By Jamie Valiente
April 10 is Equal Pay Day, a day that signifies how long, on average, it would take a woman to earn the same amount as what their male counterpart has made in the past year.
America first implemented the Equal Pay Act in 1963 when women used to earn 59 cents for every dollar paid to men. Nowadays, women make 80 cents to a man’s dollar. Although the gap has narrowed, it still exists and it still makes a negative impact on women’s lives. On a broader spectrum, we need to consider the greater inequity present based on a woman’s race with Hispanic women making 54 cents and Black women making 63 cents to a White, non-Hispanic man’s dollar.
This wage gap is not something trivial, it is a real problem that affects women, their families, and their overall quality of life. According to The National Partnership for Women and Families fact sheet (2018), if we close the wage gap, a working woman in the United States, on average, would be approximately be able to afford: Fourteen more months of child care; more than one additional year of tuition and fees for a four-year public university, or the full cost of tuition and fees for a two-year community college; 74 more weeks of food for her family; nearly seven more months of mortgage and utilities payments; more than 10 additional months of rent; or up to 8.7 additional years of birth control. As we can see, women can do so much more for themselves, for their families and for society if the wage gap no longer existed.
To reach this goal of equity, we need to hold our government accountable for their decisions on the wage gap. Moreover, we need to advocate for the success in implementing acts such as the Fair Pay Act that would diminish wage disparities due to gender-based occupational segregation and the Raise the Family and Medical Insurance Leave (FAMILY) Act that would establish a national paid family and medical leave standard for both women and men. With these acts in mind, women will be more likely to stay in their jobs and advance in the workforce.

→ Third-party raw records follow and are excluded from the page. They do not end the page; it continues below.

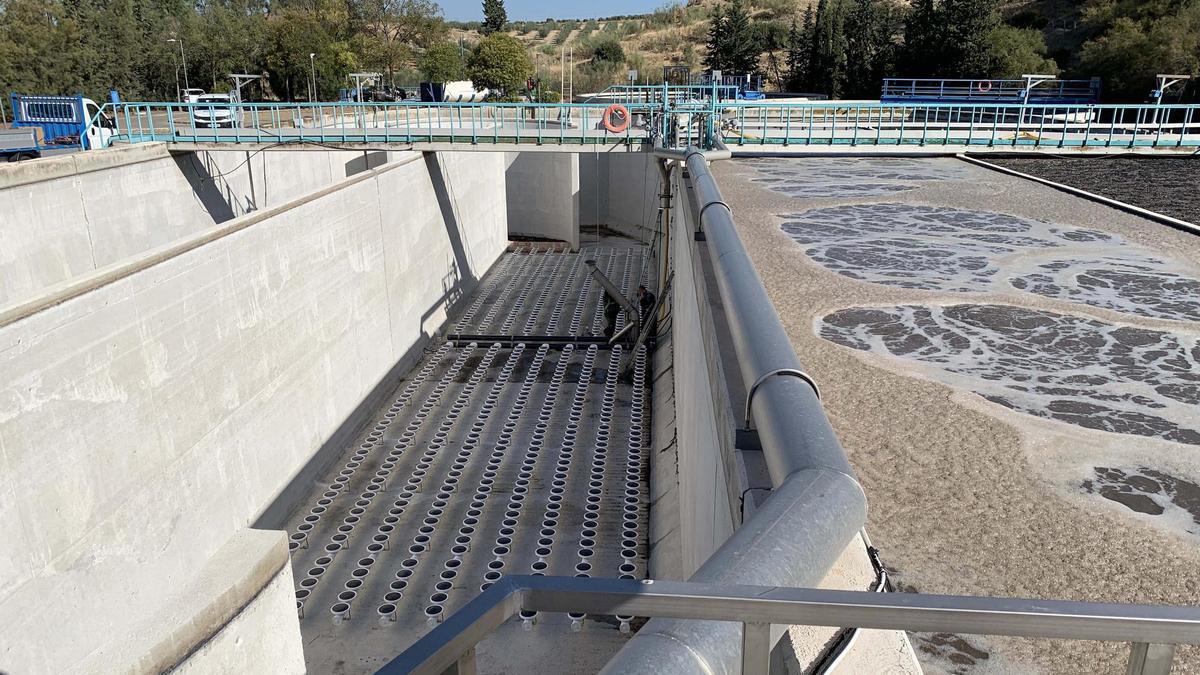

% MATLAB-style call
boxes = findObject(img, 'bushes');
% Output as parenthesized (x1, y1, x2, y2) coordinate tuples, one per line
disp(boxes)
(591, 38, 626, 66)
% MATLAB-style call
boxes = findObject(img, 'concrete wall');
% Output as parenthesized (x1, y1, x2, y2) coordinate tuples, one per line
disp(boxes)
(0, 150, 508, 673)
(504, 152, 580, 248)
(0, 144, 391, 309)
(671, 178, 739, 576)
(580, 153, 656, 240)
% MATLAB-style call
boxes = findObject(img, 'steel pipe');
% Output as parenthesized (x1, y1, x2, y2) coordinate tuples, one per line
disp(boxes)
(600, 147, 868, 675)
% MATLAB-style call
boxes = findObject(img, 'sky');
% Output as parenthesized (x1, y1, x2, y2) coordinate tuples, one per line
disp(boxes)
(439, 0, 663, 22)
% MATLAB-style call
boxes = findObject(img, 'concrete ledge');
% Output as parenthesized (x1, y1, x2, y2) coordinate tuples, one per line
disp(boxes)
(0, 150, 424, 329)
(0, 142, 173, 189)
(75, 528, 294, 674)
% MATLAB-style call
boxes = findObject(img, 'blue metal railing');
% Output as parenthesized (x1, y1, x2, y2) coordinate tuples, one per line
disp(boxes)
(582, 84, 741, 105)
(95, 94, 1200, 152)
(721, 101, 1200, 149)
(110, 100, 662, 149)
(881, 78, 1102, 104)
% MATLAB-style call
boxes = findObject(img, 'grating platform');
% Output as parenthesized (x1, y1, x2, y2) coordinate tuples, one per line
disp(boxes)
(282, 240, 653, 674)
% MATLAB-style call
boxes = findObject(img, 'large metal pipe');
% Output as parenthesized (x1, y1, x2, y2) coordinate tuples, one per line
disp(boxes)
(601, 147, 867, 675)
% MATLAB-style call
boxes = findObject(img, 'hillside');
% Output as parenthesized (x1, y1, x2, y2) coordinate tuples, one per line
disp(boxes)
(449, 0, 814, 95)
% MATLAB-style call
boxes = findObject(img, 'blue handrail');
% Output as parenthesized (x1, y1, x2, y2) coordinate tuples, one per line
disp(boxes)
(97, 95, 1200, 152)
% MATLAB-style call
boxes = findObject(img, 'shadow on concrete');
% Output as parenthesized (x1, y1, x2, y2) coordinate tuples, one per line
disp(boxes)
(254, 151, 485, 531)
(423, 152, 477, 318)
(174, 151, 243, 223)
(252, 333, 435, 530)
(343, 150, 390, 178)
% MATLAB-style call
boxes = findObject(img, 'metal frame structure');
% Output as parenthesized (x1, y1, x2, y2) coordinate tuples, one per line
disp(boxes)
(379, 575, 1200, 675)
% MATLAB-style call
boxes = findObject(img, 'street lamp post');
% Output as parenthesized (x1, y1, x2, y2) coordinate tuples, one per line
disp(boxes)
(169, 43, 181, 102)
(167, 38, 189, 94)
(309, 53, 317, 102)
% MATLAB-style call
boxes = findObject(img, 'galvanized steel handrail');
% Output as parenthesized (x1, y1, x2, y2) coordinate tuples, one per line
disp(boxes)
(379, 575, 1199, 675)
(721, 100, 1200, 149)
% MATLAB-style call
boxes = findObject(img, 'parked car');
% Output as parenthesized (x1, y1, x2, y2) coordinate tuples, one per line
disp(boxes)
(181, 88, 206, 103)
(190, 93, 236, 128)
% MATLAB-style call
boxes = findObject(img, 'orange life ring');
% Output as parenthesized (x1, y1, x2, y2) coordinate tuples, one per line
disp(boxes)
(977, 80, 993, 93)
(602, 104, 630, 133)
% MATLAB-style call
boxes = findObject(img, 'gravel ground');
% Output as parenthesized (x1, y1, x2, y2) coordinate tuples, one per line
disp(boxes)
(983, 156, 1200, 225)
(712, 156, 1200, 675)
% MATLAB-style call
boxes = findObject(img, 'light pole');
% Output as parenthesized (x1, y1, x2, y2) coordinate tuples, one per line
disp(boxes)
(168, 41, 181, 101)
(309, 53, 317, 101)
(167, 38, 189, 94)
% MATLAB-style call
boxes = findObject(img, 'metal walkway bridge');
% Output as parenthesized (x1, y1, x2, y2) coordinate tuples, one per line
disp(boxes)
(98, 86, 1200, 154)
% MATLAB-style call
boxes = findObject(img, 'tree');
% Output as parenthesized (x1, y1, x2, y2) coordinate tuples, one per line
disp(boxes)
(785, 16, 808, 91)
(941, 0, 999, 77)
(844, 0, 895, 98)
(807, 0, 848, 97)
(591, 39, 625, 67)
(901, 0, 943, 76)
(481, 0, 506, 35)
(1078, 2, 1200, 100)
(724, 0, 761, 75)
(466, 33, 530, 98)
(420, 41, 465, 82)
(703, 0, 760, 74)
(703, 4, 727, 71)
(987, 25, 1058, 79)
(352, 0, 445, 82)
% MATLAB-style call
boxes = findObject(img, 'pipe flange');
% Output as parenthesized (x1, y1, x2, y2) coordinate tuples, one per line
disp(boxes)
(744, 368, 820, 430)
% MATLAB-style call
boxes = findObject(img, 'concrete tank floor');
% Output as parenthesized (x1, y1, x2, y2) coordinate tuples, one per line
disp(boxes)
(282, 238, 652, 674)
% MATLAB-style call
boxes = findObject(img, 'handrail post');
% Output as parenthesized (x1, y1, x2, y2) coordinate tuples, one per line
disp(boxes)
(1126, 643, 1174, 675)
(741, 622, 771, 675)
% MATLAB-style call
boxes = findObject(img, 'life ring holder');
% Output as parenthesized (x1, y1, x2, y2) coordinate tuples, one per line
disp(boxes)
(602, 104, 630, 133)
(977, 80, 993, 93)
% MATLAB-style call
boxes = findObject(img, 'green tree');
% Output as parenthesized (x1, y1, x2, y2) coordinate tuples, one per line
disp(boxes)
(1078, 2, 1200, 100)
(703, 5, 728, 72)
(481, 0, 506, 35)
(466, 32, 530, 98)
(352, 0, 445, 83)
(420, 41, 465, 82)
(591, 39, 625, 67)
(844, 0, 895, 98)
(724, 0, 761, 75)
(941, 0, 998, 77)
(986, 25, 1058, 79)
(807, 0, 848, 96)
(901, 0, 943, 76)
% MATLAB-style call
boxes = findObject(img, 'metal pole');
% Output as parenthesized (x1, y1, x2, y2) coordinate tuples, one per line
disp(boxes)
(169, 41, 180, 102)
(179, 39, 189, 92)
(309, 53, 317, 102)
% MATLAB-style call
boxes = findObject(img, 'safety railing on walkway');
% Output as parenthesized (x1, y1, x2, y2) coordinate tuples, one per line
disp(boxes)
(881, 77, 1101, 103)
(97, 95, 1200, 152)
(379, 575, 1200, 675)
(109, 100, 661, 148)
(722, 101, 1200, 149)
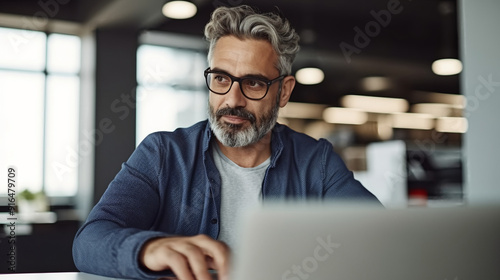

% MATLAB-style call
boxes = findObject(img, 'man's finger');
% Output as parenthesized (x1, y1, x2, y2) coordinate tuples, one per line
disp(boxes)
(172, 242, 213, 280)
(190, 235, 231, 280)
(164, 249, 196, 280)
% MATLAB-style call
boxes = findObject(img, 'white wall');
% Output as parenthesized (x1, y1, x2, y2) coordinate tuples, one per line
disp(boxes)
(460, 0, 500, 204)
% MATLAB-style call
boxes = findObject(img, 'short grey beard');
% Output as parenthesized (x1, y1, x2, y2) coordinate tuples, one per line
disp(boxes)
(208, 103, 279, 148)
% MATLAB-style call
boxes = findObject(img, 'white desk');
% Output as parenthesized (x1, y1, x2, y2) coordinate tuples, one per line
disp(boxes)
(0, 272, 126, 280)
(0, 272, 182, 280)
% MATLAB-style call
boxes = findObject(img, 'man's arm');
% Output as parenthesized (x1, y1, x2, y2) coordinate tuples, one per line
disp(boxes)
(72, 133, 229, 279)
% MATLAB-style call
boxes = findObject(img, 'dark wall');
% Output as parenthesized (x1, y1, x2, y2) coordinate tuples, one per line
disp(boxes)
(0, 220, 79, 273)
(93, 28, 138, 204)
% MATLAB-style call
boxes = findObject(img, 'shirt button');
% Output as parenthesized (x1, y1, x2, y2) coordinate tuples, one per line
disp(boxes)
(211, 218, 218, 224)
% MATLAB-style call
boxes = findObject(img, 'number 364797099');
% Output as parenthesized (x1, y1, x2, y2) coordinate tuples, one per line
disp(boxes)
(7, 167, 16, 215)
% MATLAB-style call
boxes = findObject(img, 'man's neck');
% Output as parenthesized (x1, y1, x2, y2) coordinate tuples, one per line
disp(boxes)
(216, 133, 272, 168)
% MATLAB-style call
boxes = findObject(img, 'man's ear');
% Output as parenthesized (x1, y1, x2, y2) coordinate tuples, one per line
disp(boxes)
(279, 75, 296, 107)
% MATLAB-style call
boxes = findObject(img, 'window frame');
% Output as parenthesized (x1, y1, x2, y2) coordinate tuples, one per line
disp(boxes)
(136, 31, 209, 145)
(0, 19, 85, 207)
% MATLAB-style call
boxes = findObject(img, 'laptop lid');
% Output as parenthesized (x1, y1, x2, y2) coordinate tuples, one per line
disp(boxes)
(231, 203, 500, 280)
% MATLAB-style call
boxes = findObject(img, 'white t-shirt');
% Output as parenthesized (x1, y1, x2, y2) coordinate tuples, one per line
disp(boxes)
(212, 142, 270, 249)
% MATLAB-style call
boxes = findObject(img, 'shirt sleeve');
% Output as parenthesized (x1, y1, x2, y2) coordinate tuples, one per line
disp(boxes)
(72, 133, 175, 279)
(320, 139, 382, 204)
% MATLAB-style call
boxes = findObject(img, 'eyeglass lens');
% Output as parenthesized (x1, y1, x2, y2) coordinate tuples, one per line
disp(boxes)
(206, 72, 269, 99)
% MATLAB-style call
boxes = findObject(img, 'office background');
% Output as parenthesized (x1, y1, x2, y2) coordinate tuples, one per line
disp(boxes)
(0, 0, 498, 274)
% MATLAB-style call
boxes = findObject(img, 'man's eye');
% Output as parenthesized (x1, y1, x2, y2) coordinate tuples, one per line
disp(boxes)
(246, 79, 267, 89)
(214, 74, 229, 83)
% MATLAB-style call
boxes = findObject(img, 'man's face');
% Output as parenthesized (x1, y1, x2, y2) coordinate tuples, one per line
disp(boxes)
(208, 36, 283, 147)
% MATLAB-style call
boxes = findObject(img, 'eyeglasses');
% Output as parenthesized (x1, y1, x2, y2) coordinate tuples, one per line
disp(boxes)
(204, 67, 285, 100)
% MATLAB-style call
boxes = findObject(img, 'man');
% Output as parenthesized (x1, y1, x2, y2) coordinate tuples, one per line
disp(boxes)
(73, 5, 379, 280)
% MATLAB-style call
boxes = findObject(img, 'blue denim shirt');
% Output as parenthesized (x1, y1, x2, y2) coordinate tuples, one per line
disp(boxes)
(73, 120, 379, 279)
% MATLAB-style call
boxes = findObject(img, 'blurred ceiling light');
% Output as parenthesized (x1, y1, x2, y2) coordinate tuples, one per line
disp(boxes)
(360, 76, 391, 91)
(429, 92, 465, 108)
(435, 117, 468, 133)
(414, 91, 465, 108)
(279, 102, 327, 119)
(432, 58, 463, 76)
(412, 103, 453, 118)
(341, 95, 409, 114)
(391, 113, 434, 130)
(377, 115, 394, 140)
(295, 67, 324, 85)
(162, 1, 197, 19)
(432, 2, 461, 76)
(323, 107, 368, 125)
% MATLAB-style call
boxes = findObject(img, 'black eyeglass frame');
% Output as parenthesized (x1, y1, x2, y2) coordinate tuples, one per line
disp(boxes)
(204, 67, 286, 101)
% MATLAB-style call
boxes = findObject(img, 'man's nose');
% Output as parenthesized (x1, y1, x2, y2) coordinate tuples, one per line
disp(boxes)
(223, 81, 247, 108)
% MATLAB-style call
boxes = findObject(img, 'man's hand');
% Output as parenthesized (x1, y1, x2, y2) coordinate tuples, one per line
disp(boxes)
(139, 234, 230, 280)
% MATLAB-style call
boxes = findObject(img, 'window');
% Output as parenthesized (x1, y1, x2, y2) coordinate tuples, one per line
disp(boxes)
(136, 40, 208, 146)
(0, 27, 81, 197)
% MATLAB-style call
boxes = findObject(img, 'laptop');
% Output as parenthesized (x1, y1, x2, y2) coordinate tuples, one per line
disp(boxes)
(230, 202, 500, 280)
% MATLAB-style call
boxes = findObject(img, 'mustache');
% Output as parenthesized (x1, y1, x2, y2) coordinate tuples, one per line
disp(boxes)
(216, 107, 256, 123)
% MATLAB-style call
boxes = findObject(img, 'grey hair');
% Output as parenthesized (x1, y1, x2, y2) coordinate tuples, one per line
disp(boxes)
(204, 5, 300, 75)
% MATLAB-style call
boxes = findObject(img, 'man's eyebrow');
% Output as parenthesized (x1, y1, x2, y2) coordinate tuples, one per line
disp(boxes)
(244, 73, 272, 80)
(211, 67, 271, 80)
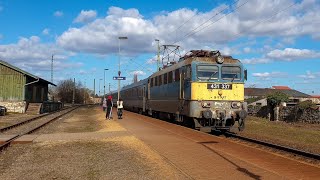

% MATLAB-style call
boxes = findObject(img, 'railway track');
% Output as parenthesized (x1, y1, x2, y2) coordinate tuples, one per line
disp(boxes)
(0, 106, 79, 152)
(224, 132, 320, 161)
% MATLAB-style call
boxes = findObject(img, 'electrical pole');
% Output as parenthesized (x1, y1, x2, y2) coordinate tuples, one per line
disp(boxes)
(51, 55, 53, 83)
(155, 39, 160, 71)
(72, 78, 75, 105)
(83, 79, 86, 104)
(93, 78, 96, 98)
(51, 54, 54, 102)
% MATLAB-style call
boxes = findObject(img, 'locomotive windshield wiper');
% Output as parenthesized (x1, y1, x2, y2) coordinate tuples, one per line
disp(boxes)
(208, 71, 218, 81)
(231, 74, 237, 82)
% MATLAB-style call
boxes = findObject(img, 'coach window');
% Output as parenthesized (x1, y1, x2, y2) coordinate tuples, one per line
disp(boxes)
(168, 71, 173, 83)
(222, 66, 241, 80)
(159, 75, 162, 86)
(175, 69, 180, 82)
(151, 78, 153, 87)
(164, 73, 168, 84)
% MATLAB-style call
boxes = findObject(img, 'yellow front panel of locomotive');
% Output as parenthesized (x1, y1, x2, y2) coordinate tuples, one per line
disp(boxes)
(191, 82, 244, 101)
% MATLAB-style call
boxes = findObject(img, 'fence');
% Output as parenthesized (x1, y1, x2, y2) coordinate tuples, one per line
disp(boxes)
(40, 101, 64, 114)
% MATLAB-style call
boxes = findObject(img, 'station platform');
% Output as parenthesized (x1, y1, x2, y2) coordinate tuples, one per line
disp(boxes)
(1, 107, 319, 179)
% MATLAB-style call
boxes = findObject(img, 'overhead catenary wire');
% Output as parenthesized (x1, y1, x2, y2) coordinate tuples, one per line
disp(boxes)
(172, 0, 248, 45)
(120, 1, 297, 85)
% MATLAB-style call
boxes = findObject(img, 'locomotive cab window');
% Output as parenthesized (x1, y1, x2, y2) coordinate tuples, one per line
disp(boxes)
(197, 65, 218, 80)
(186, 65, 191, 80)
(221, 66, 241, 80)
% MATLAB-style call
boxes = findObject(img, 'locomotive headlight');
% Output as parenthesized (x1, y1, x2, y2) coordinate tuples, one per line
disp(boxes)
(202, 102, 211, 108)
(216, 54, 224, 64)
(231, 102, 241, 109)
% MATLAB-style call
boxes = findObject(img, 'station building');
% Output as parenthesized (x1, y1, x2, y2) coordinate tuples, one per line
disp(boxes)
(0, 60, 56, 113)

It is crucial we also put in our effort to make the right financial decisions to break through the constraints that hinder our success. Powerful Women Rising will be hosting a free financial workshop on Thursday, April 12th at 6:30 p.m. at a Breather space in Santa Monica. It will be led by Tina Oswald, Executive Director of the Gelt Foundation.
This workshop is a great opportunity to learn more about creating a personal budget and ensure you are saving for future emergencies. If you are interested in attending the event, you can sign up to attend here: http://bit.ly/2Han6PE.
You can also take action by telling the EEOC that we need Equal Pay Data Collection.
Let us continue to work for Equal Pay Day to be an everyday reality instead of a reminder of inequity.